Dynamic prediction of collection yield for managed runtimes
Proceeding of the 14th international conference on Architectural support for programming languages and operating systems - ASPLOS '09
The growth in complexity of modern systems makes it increasingly difficult to extract high-performance. The software stacks for such systems typically consist of multiple layers and include managed runtime environments (MREs). In this paper, we investigate techniques to improve cooperation between these layers and the hardware to increase the efficacy of automatic memory management in MREs. General-purpose MREs commonly implement parallel and/or concurrent garbage collection and employ
... and employ compaction to eliminate heap fragmentation. Moreover, most systems trigger collection based on the amount of heap a program uses. Our analysis shows that in many cases this strategy leads to ineffective collections that are unable to reclaim sufficient space to justify the incurred cost.
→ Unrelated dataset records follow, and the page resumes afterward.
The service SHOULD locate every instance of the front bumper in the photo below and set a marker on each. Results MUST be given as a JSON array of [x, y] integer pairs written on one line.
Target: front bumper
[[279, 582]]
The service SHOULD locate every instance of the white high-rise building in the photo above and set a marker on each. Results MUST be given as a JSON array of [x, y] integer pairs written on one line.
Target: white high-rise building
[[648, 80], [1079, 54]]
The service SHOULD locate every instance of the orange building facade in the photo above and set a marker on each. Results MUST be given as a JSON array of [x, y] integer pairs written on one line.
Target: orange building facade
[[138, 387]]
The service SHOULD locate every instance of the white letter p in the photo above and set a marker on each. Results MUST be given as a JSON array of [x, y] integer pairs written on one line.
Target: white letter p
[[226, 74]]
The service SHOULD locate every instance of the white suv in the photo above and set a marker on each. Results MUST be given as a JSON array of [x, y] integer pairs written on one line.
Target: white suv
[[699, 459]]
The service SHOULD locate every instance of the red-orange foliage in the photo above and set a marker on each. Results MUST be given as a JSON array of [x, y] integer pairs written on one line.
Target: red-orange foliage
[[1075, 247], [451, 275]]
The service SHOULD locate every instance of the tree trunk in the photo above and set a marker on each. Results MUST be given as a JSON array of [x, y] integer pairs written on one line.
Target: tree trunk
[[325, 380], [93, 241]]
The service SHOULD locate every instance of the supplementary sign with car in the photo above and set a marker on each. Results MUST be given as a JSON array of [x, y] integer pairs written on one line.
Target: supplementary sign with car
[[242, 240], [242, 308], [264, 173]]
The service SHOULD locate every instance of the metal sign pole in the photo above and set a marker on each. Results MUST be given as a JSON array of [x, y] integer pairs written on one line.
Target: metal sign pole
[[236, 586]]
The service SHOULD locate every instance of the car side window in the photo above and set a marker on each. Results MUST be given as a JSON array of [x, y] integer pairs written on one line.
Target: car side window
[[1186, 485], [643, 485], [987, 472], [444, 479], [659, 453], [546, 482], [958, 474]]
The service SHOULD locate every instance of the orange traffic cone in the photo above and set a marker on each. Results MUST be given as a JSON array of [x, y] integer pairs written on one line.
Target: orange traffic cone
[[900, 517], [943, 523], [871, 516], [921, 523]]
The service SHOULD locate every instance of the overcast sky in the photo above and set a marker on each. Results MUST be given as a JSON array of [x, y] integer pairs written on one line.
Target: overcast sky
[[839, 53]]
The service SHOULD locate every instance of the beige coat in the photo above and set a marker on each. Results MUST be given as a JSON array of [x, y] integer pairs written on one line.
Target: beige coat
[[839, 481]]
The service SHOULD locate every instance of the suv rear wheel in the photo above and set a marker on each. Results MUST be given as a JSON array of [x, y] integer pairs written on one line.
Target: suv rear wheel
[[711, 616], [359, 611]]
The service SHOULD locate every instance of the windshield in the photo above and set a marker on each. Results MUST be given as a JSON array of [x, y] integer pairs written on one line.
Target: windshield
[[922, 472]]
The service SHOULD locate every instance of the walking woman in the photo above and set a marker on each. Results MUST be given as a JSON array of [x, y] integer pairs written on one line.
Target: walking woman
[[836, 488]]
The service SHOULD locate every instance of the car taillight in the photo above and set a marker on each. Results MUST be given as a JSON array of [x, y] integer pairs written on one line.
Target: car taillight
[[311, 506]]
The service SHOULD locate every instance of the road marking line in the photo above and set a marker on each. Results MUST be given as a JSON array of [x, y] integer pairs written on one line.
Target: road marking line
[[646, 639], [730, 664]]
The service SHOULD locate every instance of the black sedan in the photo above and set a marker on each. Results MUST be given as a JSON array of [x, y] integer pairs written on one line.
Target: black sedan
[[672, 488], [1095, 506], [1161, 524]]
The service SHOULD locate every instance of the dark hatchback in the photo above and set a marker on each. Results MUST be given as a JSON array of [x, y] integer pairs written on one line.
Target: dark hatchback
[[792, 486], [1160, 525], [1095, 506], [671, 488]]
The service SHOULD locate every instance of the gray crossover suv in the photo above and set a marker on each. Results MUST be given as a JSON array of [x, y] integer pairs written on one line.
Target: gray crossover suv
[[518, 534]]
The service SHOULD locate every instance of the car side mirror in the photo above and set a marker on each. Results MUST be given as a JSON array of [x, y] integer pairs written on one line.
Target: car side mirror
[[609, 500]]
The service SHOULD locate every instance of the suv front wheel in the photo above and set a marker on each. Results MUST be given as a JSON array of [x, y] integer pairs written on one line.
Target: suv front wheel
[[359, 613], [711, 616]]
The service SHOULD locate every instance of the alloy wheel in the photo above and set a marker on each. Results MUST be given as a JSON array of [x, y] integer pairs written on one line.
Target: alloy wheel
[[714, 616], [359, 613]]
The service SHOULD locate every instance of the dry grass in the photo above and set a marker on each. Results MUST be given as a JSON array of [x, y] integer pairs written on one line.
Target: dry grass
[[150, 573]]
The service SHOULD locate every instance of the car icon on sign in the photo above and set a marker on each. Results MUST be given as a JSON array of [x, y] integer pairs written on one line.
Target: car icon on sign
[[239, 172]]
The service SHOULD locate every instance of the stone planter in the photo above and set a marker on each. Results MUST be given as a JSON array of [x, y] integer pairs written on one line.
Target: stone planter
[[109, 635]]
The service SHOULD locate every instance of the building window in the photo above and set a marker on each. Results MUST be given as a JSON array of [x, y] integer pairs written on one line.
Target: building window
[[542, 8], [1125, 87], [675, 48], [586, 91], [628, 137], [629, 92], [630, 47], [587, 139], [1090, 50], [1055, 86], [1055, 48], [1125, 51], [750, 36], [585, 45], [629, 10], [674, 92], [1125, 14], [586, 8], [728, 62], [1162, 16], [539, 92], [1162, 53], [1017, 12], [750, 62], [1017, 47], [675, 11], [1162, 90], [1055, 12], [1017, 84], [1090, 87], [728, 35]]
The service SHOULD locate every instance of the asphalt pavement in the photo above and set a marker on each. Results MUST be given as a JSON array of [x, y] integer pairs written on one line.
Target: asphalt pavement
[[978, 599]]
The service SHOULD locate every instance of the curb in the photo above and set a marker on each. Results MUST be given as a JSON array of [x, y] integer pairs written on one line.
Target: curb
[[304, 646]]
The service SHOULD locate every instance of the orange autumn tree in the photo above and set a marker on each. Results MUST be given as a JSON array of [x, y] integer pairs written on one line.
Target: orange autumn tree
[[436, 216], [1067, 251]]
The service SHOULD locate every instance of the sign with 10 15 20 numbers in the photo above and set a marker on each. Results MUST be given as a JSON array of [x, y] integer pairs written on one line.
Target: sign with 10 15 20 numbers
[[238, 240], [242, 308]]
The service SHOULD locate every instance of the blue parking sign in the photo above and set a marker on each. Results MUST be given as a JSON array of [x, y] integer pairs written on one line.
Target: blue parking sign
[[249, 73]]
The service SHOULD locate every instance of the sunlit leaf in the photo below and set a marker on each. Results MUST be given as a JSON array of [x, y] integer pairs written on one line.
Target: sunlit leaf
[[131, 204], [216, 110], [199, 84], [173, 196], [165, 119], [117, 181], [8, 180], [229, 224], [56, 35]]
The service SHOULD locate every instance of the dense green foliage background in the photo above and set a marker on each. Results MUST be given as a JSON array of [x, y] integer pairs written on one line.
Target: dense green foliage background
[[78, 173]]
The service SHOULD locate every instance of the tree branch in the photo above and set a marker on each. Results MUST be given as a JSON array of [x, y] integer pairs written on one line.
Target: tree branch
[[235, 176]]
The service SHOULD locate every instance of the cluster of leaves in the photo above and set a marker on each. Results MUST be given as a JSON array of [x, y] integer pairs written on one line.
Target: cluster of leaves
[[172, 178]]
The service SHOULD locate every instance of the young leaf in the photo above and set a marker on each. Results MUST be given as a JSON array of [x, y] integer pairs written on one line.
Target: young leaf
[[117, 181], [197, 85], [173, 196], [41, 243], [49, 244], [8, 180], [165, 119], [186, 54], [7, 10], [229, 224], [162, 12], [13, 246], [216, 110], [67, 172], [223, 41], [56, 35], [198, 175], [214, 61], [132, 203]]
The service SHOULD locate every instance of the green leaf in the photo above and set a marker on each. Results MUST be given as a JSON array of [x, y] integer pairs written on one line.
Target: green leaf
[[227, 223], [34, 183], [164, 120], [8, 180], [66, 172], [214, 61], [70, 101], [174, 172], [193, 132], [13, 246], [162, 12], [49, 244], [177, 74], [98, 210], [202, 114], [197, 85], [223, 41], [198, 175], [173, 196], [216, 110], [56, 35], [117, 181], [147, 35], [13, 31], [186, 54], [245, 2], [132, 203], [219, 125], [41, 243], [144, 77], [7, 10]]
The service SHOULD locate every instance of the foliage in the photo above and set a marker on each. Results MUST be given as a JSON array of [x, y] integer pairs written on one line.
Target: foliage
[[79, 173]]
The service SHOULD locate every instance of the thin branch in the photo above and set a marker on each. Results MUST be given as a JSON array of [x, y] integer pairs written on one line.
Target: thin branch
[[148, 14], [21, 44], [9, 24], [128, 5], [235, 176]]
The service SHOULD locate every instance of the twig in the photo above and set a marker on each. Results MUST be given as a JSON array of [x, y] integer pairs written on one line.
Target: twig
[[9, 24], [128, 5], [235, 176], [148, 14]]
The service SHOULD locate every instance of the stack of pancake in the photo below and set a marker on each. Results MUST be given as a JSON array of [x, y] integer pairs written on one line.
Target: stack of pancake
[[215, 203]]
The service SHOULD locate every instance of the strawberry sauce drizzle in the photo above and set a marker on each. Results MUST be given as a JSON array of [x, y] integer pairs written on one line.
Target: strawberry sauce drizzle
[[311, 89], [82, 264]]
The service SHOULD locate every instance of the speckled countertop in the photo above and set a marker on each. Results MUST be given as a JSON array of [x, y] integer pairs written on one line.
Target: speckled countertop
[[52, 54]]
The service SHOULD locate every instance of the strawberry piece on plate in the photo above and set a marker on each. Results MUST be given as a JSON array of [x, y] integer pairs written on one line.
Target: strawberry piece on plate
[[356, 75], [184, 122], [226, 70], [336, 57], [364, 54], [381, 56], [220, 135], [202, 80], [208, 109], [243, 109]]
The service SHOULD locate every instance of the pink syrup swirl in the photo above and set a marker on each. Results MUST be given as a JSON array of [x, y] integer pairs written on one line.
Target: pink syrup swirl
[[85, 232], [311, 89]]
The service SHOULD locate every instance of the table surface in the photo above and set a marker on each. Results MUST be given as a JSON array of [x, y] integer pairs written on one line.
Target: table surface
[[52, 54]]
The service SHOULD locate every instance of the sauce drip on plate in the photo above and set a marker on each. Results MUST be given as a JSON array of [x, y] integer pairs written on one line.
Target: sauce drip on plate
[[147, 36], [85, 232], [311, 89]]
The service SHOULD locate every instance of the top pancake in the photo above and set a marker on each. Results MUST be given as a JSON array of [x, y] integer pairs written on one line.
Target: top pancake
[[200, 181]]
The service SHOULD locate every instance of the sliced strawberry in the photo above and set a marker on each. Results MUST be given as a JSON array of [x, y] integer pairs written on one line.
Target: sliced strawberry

To avoid such collections, we exploit the observation that dead objects tend to cluster together and form large, never-referenced, regions in the address space that correlate well with virtual pages that have not recently been referenced by the application. We leverage this correlation to design a new, simple and light-weight, yield predictor that estimates the amount of reclaimable space in the heap using hardware page reference bits. Our predictor allows MREs to avoid low-yield collections and thereby improve resource management. We integrate this predictor into three state-of-the-art parallel compactors, implemented in the HotSpot JVM, that represent distinct canonical heap layouts. Our empirical evaluation, based on standard Java benchmarks and opensource applications, indicates that inexpensive and accurate yield prediction can improve performance significantly.